Department: Pharmacology, Physiology and Toxicology
Research Cluster: Cardiovascular Disease, Obesity, and Diabetes
Office: BBSC 435-M | Laboratory: BBSC 410
Phone: (304) 696-7359
As an ion pump, the physiological significance of Na/K-ATPase is to maintain essential plasma membrane potential and electrochemical sodium gradient at the expense of ATP. Except functioning as an ion pump, Na/K-ATPase also functions as a signaling transducer through multiple protein–protein interactions. In renal proximal tubules (RPTs), the α1 subunit directly interacts with c-Src kinase via two pairs of domain interactions to form a functional receptor complex, i.e. the Na/K-ATPase/c-Src signaling complex.

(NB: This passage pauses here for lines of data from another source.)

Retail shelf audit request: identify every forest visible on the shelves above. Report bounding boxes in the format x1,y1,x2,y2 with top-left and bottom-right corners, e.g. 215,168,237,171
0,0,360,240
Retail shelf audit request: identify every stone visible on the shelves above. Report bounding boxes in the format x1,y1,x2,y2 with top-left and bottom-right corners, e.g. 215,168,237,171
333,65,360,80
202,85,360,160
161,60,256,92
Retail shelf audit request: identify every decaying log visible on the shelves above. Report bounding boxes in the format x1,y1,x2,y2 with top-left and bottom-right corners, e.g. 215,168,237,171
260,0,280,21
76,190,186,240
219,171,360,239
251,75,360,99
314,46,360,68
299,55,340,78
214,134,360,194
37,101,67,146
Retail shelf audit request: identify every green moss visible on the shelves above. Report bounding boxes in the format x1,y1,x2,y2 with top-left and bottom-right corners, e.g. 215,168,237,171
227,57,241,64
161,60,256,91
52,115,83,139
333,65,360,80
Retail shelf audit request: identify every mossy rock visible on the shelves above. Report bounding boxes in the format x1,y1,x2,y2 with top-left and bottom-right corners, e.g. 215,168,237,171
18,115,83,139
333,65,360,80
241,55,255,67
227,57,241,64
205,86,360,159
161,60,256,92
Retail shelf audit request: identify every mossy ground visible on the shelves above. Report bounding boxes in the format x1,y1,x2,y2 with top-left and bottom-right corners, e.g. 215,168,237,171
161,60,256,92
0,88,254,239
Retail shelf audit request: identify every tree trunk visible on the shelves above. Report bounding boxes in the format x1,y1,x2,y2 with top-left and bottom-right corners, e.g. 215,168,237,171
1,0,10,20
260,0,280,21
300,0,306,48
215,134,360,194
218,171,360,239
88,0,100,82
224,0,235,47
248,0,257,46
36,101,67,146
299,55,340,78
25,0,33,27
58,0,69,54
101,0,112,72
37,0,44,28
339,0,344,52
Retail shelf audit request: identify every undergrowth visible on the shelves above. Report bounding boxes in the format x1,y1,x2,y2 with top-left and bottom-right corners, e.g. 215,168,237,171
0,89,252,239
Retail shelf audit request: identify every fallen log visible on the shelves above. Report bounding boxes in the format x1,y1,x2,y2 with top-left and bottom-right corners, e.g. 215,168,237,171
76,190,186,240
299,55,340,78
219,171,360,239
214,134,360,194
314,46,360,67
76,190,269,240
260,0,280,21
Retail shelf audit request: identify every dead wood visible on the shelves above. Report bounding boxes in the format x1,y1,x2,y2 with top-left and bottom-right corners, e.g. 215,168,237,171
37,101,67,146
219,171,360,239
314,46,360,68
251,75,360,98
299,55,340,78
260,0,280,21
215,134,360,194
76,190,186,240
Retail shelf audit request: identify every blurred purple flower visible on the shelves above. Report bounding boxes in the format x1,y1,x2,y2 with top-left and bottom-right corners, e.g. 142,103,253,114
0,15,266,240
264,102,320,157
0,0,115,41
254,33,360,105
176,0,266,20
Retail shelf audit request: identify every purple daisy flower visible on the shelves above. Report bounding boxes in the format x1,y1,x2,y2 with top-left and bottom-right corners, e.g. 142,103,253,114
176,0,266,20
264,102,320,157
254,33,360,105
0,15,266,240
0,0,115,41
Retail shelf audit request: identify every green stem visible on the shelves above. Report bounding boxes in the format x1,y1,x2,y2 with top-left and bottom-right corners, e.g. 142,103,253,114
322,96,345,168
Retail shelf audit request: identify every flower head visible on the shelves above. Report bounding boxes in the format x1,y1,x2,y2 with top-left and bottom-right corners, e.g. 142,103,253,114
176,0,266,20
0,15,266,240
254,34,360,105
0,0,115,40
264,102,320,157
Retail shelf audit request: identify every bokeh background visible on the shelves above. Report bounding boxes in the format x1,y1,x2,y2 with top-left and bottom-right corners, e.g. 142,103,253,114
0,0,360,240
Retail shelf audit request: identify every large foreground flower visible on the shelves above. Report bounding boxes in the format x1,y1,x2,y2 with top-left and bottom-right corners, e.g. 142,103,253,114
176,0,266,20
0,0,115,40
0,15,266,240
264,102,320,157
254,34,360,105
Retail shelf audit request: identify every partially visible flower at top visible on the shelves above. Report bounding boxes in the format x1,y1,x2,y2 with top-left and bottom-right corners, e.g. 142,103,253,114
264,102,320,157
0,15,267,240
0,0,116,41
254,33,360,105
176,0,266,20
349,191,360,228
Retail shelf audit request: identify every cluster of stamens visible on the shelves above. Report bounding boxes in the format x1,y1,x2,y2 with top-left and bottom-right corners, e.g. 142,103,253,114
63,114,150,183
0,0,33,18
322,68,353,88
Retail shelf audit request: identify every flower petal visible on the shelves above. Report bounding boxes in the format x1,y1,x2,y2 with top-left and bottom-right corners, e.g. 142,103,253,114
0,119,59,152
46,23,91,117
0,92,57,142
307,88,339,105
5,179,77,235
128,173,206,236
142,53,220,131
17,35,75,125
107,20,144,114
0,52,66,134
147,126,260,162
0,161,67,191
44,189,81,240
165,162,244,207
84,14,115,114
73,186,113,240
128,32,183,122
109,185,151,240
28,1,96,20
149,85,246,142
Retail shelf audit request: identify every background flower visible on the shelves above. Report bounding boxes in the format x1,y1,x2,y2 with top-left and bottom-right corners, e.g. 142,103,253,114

Project 1: The Na/K-ATPase signaling and Salt-sensitivity
Recently, we have demonstrated a novel regulatory mechanism that low concentrations of cardiotonic steroids (CTS, specific inhibitors of the Na/K-ATPase) stimulate RPT Na/K-ATPase/c-Src signaling and subsequent redistribution of Na/K-ATPase and sodium/proton exchanger isoform 3 (NHE3). This leads to decreases in RPT sodium reabsorption and thus, increases in sodium excretion to counterbalance sodium retention and related increases of blood pressure. Activation of the Na/K-ATPase signaling (either by cardiotonic steroids, inhibitors of the Na/K-ATPase, or a high salt diet) stimulates total and RPT-mediated fractional urinary sodium excretion. Impairment of this signaling function will cause salt-sensitive hypertension in certain animal models. Our laboratory is interested in studying the molecular mechanism of this phenomenon.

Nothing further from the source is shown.